In the state of Texas, you may be eligible for an order of nondisclosure. An order for nondisclosure forbids criminal justice agencies from publicly divulging any criminal history record information related to a specific offense. Texas law permits an individual to petition the court for an order of nondisclosure. The individual must have successfully completed the requisite deferred adjudication community supervision in order to be eligible for an order of nondisclosure. Learn more by contacting our Plano criminal lawyer at the Wilder Law Firm.

Even if granted an order for nondisclosure, certain criminal record information is excepted from the required disclosure under the Public Information Act. According to state law, criminal justice agencies are allowed to release criminal history information subject to an order of nondisclosure to other authorized criminal justice agencies, any authorized noncriminal justice agencies, and to the individual that is the object of the order of nondisclosure.
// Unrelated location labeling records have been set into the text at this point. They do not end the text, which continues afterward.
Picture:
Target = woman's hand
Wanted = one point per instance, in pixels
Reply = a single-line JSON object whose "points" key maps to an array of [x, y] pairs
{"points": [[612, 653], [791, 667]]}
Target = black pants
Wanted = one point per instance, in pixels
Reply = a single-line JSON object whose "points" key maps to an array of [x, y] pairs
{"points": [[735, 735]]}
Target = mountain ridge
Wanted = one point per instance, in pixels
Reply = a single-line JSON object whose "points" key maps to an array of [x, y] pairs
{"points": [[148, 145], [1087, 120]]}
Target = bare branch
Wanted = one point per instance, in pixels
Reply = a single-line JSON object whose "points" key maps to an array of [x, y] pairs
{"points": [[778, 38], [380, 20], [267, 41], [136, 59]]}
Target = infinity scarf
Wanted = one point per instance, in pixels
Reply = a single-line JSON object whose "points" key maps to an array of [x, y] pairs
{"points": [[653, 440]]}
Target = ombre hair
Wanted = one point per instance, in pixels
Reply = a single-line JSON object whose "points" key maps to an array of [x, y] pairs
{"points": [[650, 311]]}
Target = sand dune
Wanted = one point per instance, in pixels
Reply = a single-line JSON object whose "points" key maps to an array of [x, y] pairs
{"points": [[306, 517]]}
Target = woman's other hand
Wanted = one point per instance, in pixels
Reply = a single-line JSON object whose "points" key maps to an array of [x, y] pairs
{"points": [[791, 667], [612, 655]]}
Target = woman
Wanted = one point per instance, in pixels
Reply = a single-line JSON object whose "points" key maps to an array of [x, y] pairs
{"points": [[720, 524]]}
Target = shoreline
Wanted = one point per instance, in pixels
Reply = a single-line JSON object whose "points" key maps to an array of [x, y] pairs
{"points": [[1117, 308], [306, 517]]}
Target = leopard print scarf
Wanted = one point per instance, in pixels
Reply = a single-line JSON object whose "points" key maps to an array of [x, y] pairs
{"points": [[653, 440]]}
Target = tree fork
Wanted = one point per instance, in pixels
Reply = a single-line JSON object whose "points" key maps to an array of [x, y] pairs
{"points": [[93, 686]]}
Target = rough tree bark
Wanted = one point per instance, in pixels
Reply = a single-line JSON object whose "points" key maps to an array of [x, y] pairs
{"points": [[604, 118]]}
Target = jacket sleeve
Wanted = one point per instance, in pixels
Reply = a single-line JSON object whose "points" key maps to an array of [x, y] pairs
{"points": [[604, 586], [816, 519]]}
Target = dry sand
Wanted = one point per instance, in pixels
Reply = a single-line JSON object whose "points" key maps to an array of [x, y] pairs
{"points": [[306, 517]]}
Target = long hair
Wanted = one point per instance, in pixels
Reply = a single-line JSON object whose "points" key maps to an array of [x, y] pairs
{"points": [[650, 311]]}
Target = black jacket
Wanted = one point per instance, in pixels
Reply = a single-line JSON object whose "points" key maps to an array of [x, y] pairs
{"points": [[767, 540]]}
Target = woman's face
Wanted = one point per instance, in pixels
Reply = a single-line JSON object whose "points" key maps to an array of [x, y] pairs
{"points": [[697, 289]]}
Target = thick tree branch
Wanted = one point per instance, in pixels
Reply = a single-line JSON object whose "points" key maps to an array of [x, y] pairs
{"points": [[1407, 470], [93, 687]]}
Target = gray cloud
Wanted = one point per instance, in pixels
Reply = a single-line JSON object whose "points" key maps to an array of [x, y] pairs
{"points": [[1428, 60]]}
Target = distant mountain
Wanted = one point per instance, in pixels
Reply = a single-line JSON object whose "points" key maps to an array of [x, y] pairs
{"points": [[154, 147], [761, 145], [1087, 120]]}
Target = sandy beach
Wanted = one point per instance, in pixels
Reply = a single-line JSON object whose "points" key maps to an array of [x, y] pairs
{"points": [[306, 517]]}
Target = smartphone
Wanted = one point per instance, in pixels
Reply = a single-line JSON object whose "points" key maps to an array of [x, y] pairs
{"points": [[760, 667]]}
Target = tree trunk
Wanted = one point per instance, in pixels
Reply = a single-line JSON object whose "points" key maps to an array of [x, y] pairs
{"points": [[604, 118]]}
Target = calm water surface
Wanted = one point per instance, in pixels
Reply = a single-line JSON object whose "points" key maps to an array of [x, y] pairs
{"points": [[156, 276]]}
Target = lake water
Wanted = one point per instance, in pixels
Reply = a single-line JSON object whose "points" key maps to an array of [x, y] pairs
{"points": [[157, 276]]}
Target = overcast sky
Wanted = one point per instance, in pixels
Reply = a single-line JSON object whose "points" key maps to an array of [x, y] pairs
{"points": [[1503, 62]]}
Under Texas law, an individual must wait the requisite period before submitting a petition for nondisclosure. Generally, all felonies require a wait time of 5 years from the date of the discharge and dismissal. The majority of misdemeanors require a 2-year wait time from the date of the discharge and dismissal.

Once the appropriate wait time has concluded, the applicant may file a petition for nondisclosure. The petition must be filed in the same court that originally heard the case and should include the original criminal case number.

When completing the form, applicants are required to provide the following information:

  • The original court and case number related to the offense at issue
  • The date of the original plea of guilty or no contest
  • The type of offense at issue
  • The date at which the court dismissed the proceedings and discharged the defendant from deferred adjudication community supervision

Typically, the original court will consider the petition within fourteen days after the petition was filed. If the applicant misses this scheduled hearing date, the petition will most likely be dismissed and the applicant will not be provided relief.


Before your nondisclosure can take place, you will first need to attend your hearing.

At the hearing, applicants are required to speak to the following evidence and elements at issue:

  • Whether the applicant entered a plea of no contest or a plea of guilty to the offense
  • Whether the court placed the applicant on deferred adjudication community supervision
  • Whether the court dismissed the proceedings in the case and discharged the applicant from any deferred adjudication community supervision
  • Whether the applicant is otherwise disqualified based on any other state law
  • Whether the applicant provided the petition for nondisclosure in a timely fashion
  • Whether the granting of the order is in the best interest of justice

After the court hears the evidence at the hearing, it will make the decision to either grant the order or deny the petition.

If the order is granted, the court will send the order to the Department of Public Safety (DPS). DPS will then notify the appropriate law enforcement agencies, jails, courts, attorneys, and any other party that is believed to have a record of the offense that has been granted the order of nondisclosure.